Le Maroc avait souffert dans les années quatre-vingt-dix des conséquences du naufrage d'un navire chargé d’hydrocarbures qui menaçaient le littoral marocain. Cette catastrophe a montré la capacité du Maroc à faire face à cette menace venant de la mer. En réponse à son appel, plusieurs pays ont envoyé des experts, des barrages flottants et du matériel pour contenir la marée noire. Le Roi Fahd Ibn Abdulaziz d’Arabie Saoudite a envoyé un chèque de cinq milliards de dh pour soutenir les efforts du Maroc. 

L’épreuve passée, il s'est avéré que le chèque était toujours à la Banque du Maroc. Hassan II, pour estampiller le soutien saoudien du sceau de la fraternité, a décidé de ne pas l'intégrer au budget de l'État, mais de le consacrer à la réalisation d'un rêve qu'il caressait : construire une université à Ifrane. Ainsi fut fondée l'Université Al Akhawayn (les deux frères) Hassan II et Fahd bin Abdulaziz.

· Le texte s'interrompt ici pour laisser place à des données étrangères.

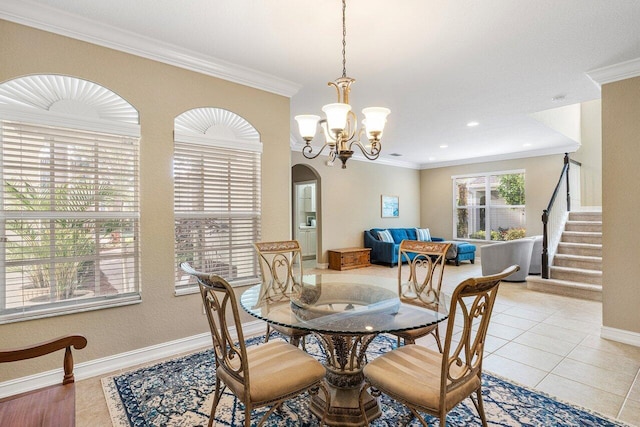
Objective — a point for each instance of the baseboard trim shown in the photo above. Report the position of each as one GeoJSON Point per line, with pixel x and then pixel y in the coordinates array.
{"type": "Point", "coordinates": [620, 335]}
{"type": "Point", "coordinates": [93, 368]}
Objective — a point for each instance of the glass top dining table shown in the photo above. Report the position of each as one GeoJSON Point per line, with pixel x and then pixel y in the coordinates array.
{"type": "Point", "coordinates": [341, 304]}
{"type": "Point", "coordinates": [345, 312]}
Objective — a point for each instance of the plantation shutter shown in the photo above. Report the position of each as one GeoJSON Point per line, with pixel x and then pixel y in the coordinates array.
{"type": "Point", "coordinates": [217, 211]}
{"type": "Point", "coordinates": [70, 220]}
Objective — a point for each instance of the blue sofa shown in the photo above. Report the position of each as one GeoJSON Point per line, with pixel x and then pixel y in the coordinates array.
{"type": "Point", "coordinates": [387, 253]}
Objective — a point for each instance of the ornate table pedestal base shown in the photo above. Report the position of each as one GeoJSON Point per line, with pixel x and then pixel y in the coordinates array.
{"type": "Point", "coordinates": [344, 380]}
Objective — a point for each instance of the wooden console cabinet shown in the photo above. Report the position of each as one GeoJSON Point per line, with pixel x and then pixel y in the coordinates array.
{"type": "Point", "coordinates": [348, 258]}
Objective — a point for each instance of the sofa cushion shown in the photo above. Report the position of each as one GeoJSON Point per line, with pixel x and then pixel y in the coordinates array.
{"type": "Point", "coordinates": [385, 236]}
{"type": "Point", "coordinates": [398, 234]}
{"type": "Point", "coordinates": [423, 234]}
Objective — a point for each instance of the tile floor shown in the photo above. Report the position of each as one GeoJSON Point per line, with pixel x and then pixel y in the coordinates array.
{"type": "Point", "coordinates": [547, 342]}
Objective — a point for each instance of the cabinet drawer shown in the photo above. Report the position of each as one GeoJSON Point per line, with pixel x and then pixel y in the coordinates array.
{"type": "Point", "coordinates": [345, 259]}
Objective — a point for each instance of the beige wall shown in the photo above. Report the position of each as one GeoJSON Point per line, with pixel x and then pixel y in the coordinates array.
{"type": "Point", "coordinates": [350, 199]}
{"type": "Point", "coordinates": [590, 152]}
{"type": "Point", "coordinates": [160, 93]}
{"type": "Point", "coordinates": [621, 204]}
{"type": "Point", "coordinates": [541, 176]}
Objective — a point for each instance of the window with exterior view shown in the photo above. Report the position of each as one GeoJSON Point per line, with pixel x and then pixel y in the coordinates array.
{"type": "Point", "coordinates": [69, 216]}
{"type": "Point", "coordinates": [489, 206]}
{"type": "Point", "coordinates": [217, 198]}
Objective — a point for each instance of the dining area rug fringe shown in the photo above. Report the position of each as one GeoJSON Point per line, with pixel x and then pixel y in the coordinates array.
{"type": "Point", "coordinates": [179, 393]}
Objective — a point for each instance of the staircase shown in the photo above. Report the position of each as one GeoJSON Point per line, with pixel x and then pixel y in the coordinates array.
{"type": "Point", "coordinates": [577, 265]}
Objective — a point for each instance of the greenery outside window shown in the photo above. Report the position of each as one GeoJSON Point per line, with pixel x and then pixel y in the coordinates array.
{"type": "Point", "coordinates": [489, 206]}
{"type": "Point", "coordinates": [69, 215]}
{"type": "Point", "coordinates": [217, 198]}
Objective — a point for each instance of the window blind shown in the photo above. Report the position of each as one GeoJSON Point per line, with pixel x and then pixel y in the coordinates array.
{"type": "Point", "coordinates": [69, 218]}
{"type": "Point", "coordinates": [217, 211]}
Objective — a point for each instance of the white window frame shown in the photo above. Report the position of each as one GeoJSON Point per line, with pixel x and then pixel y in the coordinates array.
{"type": "Point", "coordinates": [246, 214]}
{"type": "Point", "coordinates": [131, 131]}
{"type": "Point", "coordinates": [487, 206]}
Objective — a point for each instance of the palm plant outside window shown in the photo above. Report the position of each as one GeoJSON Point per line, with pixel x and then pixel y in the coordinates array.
{"type": "Point", "coordinates": [69, 201]}
{"type": "Point", "coordinates": [489, 206]}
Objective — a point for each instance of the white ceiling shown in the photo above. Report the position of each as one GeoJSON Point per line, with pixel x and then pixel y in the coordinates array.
{"type": "Point", "coordinates": [437, 64]}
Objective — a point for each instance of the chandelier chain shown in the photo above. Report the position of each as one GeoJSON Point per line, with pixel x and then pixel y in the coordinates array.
{"type": "Point", "coordinates": [344, 39]}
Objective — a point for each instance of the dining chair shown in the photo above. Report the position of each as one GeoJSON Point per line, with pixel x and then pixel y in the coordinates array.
{"type": "Point", "coordinates": [261, 375]}
{"type": "Point", "coordinates": [434, 383]}
{"type": "Point", "coordinates": [426, 261]}
{"type": "Point", "coordinates": [281, 271]}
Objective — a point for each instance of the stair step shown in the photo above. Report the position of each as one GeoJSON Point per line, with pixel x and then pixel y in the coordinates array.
{"type": "Point", "coordinates": [578, 261]}
{"type": "Point", "coordinates": [565, 287]}
{"type": "Point", "coordinates": [592, 277]}
{"type": "Point", "coordinates": [585, 216]}
{"type": "Point", "coordinates": [594, 226]}
{"type": "Point", "coordinates": [582, 237]}
{"type": "Point", "coordinates": [586, 249]}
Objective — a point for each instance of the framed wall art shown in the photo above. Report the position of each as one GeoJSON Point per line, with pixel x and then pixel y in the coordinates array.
{"type": "Point", "coordinates": [390, 206]}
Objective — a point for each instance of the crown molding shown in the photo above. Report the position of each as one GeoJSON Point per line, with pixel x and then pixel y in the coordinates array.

L’histoire par et dans la chanson 

À l'Université Al Akhawayn, qui compte quatre mille étudiant(e)s, l'enseignement se fait en anglais, pour qu’elle serve, selon le vœu de Hassan II, de fenêtre sur le monde anglo-saxon, à travers sa langue qui est celle de la finance, des affaires et de la recherche scientifique... C'est pourquoi Nouamane s'adressa à l'audience en anglais, la langue d’enseignement de cette université, nichée au cœur de la forêt de l'Atlas, avec une architecture spécifique adaptée aux particularités climatiques de la région. J'ai dit aux étudiants, dans un anglais hésitant, "Je ne parle pas la langue de vos études, donc je vais vous parler en arabe simplifié". J'ai expliqué que la chanson nationale était liée au mouvement national pendant la colonisation, et que ses paroles, chantées par les nationalistes il y a cent ans, appelaient à l'indépendance et à la dignité, ce qui perturbait les autorités du protectorat qui tentaient vainement d’interdire les chants exaltant le sentiment national. Les chanter était pour les patriotes marocains un défi, une source d’énergie qui inspirait l’unité et l’espoir dans la lutte pour l’obtention de l'indépendance.

Une chorale improvisée

Après avoir présenté plusieurs exemples, je suis passé aux chansons qui ont accompagné l'exil et le retour de Mohammed V. J'ai rappelé, récitant des vers et des mélodies, certaines chansons qui restent profondément ancrés dans la mémoire collective. J'ai abordé les années soixante-dix, parlé de la vague Nass El Ghiwane et de Jil Jilala, et me suis longuement attardé sur le désir de Hassan II de mettre en mots l'hymne national. Après un concours ouverts à tous les créateurs, il a approuvé la poésie de Moulay Ali Skalli que tous connaissent aujourd’hui.

Puis, j'ai évoqué la Marche Verte qui a permis la récupération des territoires marocains du sud, et expliqué les circonstances et les anecdotes des chansons qu'elle a inspirées. J’ai terminé en demandant aux étudiants d’improviser une chorale reprenant les chants de l’épopée.